Now, what kind of sense does that really make?

If all lives truly mattered, wouldn’t that extend to the poor just as much as it applies to everybody else?

Thursday, April 14, 2016

Compassion Crisis

We don't have a homeless crisis-- we got plenty of that.

We don't have a housing crisis-- we got lots and lots of houses.

What we have is a compassion crisis, a crisis that fails to understand that poor people are the equal of those with wealth.

Monday, April 11, 2016

Value, part 2

It's okay for a wealthy person to live in an RV for a couple years. But if the person is poor, they're homeless and they can't get a spot.
It's okay for a "successful" person to have a job that barely makes ends meet. But if a person looks poor, or has to get food stamps, then they are shamed and degraded.
It's okay for a millionaire who has filed for bankruptcy to ask for a loan, even from the government. Any hard-working low income person who tries to do that will be laughed out of the office.
It's okay for a wealthy person to camp in a national forest. But if a homeless person does it, they are "taking advantage of the system."
In our country, those with wealth can bend the rules, and it's okay. Because the rules were made for them in the first place.
The place of the poor in this country are the jails, the unsustainable wage, the apartments with black mold, the shelters with bed bugs. And if the poor finds these places unlivable or unacceptable, then they had best stop breathing, because there is no other space for them in our cities.

Friday, April 8, 2016

The Simple Answer Isn't Really Simple

How to end homelessness

The simple answer:
Find a homeless person. Give them a place to live. Tell them, "This is your place. As long as you don't harm anyone, you are welcome to stay here. No one will take it away from you." Then give them time. They will find out how to thrive on their own, because that's what they want to do. It just takes time.
Then, do that with all other homeless people.

The more complicated answer:

-Not all homeless people are ready for a place.  They have been abused and thrown into addiction and harmed and experienced trauma that they might not trust any place that you give them.  It will take time.  And they may not stay.  But in time, if they feel safe, they will heal and grow and become ready to give back.

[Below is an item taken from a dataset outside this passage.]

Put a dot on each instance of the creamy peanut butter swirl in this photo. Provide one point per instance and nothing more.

-Not all homeless people are safe.  If you have an extra room and you want to host a homeless person, that's fantastic.  But in reality, unless you know them, they may not be safe.  NEVER, NEVER take in a homeless person unless you really know them.  This means spending time with them on the street.  Listening to them.  Understanding them.  And then deciding if they would fit into your housing situation.

Tuesday, April 5, 2016


The funny thing is that money has the value we give it. A few years ago Brazil changed their currency to give greater value to their dollar, called the Real. Today, Bitcoin is a real currency, in certain areas (like kidnapping ransoms) because people give it imaginary value.
We place that same kind of imaginary value on people. When a person becomes a celebrity or makes a huge salary, or becomes a successful politician, they haven't changed as a person, but their value increases dramatically. They gain opportunities they would never have had before their increased value, and they obtain economic opportunities with little effort that they never could have dreamed of.
The opposite also happens. When a family member becomes homeless, it is frequent that their family trusts them less. When a person is diagnosed with a mental illness, like schizophrenia, a person may not change but they are seen as less trustworthy. When a person moves into a nursing home, they become an object to be pushed around instead of a human being to be heard.
All people are equally valuable. Some may be more important than others, but no one is more valuable than another. Each human being is a society, and each human life is priceless. Perhaps media may treat one person over another (which usually means they have greater entertainment value than others), and insurance rates values certain people higher than others. But our cities and nations have a responsibility to treat each citizen equally, no matter what their wealth, power or fame. Each citizen should be given an equal right to live, to exist in their community. No one should be harassed or harmed in any way unless they are proven to be a criminal.
May God have mercy on our nation.

Calling the Police

The police, many times a day, receives a call or tweet about how the homeless are disturbing their neighborhood, committing crimes, and leaving drug paraphernalia and trash. When the police get there, they see a crime scene or trash, and they see homeless folks, but they don't see any direct evidence between the two subjects. But they move the homeless along, because offended housed people are more important than homeless people trying to survive.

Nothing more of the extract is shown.